Stellantis is pausing vehicle production at two North American facilities—one in Canada and another in Mexico—following President Donald Trump’s announcement of 25% tariffs on foreign-made cars. The move marks one of the first corporate responses to the administration’s push to bring back American manufacturing.

Key Details:

  • In an email to workers Thursday, Stellantis North America chief Antonio Filosa directly tied the production pause to the new tariffs, writing that the company is “continuing to assess the medium- and long-term effects” but is “temporarily pausing production” at select assembly plants outside the U.S.

  • Production at the Windsor Assembly Plant in Ontario will be paused for two weeks, while the Toluca Assembly Plant in Mexico will be offline for the entire month of April.

  • These plants produce the Chrysler Pacifica minivan, the new Dodge Charger Daytona EV, the Jeep Compass SUV, and the Jeep Wagoneer S EV.

Diving Deeper:

On Wednesday afternoon in the White House Rose Garden, President Trump announced sweeping new tariffs aimed at revitalizing America’s auto manufacturing industry. The 25% tariffs on all imported cars are part of a broader “reciprocal tariffs” strategy, which Trump described as ending decades of globalist trade policies that hollowed out U.S. industry.

Just a day later, Stellantis became the first major automaker to act on the new policy, halting production at two of its international plants. According to an internal email obtained by CNBC, Stellantis North American COO Antonio Filosa said the company is “taking immediate actions” to respond to the tariff policy while continuing to evaluate the broader impact.
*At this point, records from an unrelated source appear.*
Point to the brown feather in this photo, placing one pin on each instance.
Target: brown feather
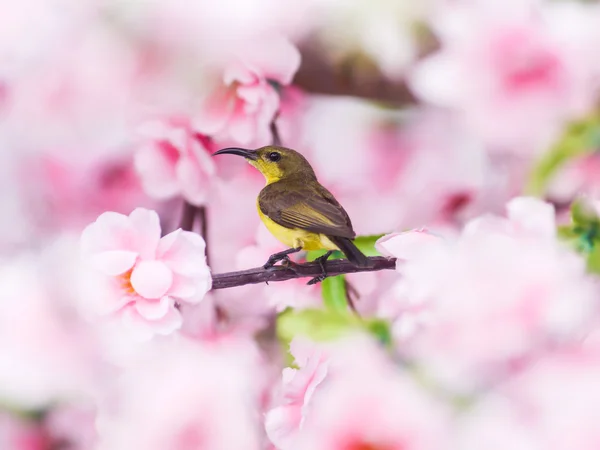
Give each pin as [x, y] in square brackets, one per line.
[307, 206]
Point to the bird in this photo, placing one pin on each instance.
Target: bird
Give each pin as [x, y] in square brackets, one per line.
[299, 211]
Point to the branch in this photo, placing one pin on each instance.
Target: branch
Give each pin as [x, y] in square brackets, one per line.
[307, 270]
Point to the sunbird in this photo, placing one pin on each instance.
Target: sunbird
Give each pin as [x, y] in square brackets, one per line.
[297, 209]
“These actions will impact some employees at several of our U.S. powertrain and stamping facilities that support those operations,” Filosa wrote.
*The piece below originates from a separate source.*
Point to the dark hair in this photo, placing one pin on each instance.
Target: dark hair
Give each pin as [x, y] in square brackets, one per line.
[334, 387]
The Windsor, Ontario plant, which builds the Chrysler Pacifica and the newly introduced Dodge Charger Daytona EV, will shut down for two weeks. The Toluca facility in Mexico, responsible for the Jeep Compass and Jeep Wagoneer S EV, will suspend operations for the entire month of April.

The move comes as Stellantis continues to face scrutiny for its reliance on low-wage labor in foreign markets. As reported by Breitbart News, the company has spent years shifting production and engineering jobs to countries like Brazil, India, Morocco, and Mexico—often at the expense of American workers. Last year alone, Stellantis cut around 400 U.S.-based engineering positions while ramping up operations overseas.
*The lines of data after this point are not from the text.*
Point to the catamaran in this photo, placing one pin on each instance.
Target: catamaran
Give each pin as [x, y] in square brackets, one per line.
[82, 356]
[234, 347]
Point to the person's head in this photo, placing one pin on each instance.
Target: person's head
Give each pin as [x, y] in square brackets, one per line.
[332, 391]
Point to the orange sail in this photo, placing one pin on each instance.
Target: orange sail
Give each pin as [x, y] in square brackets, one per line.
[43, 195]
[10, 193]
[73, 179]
Meanwhile, General Motors appears to be responding differently. According to Reuters, GM told employees in a webcast Thursday that it will increase production of light-duty trucks at its Fort Wayne, Indiana plant—where it builds the Chevrolet Silverado and GMC Sierra. These models are also assembled in Mexico and Canada, but GM’s decision suggests a shift in production to the U.S. could be underway in light of the tariffs.

As Trump’s trade reset takes effect, more automakers are expected to recalibrate their production strategies—potentially signaling a long-awaited shift away from offshoring and toward rebuilding American industry.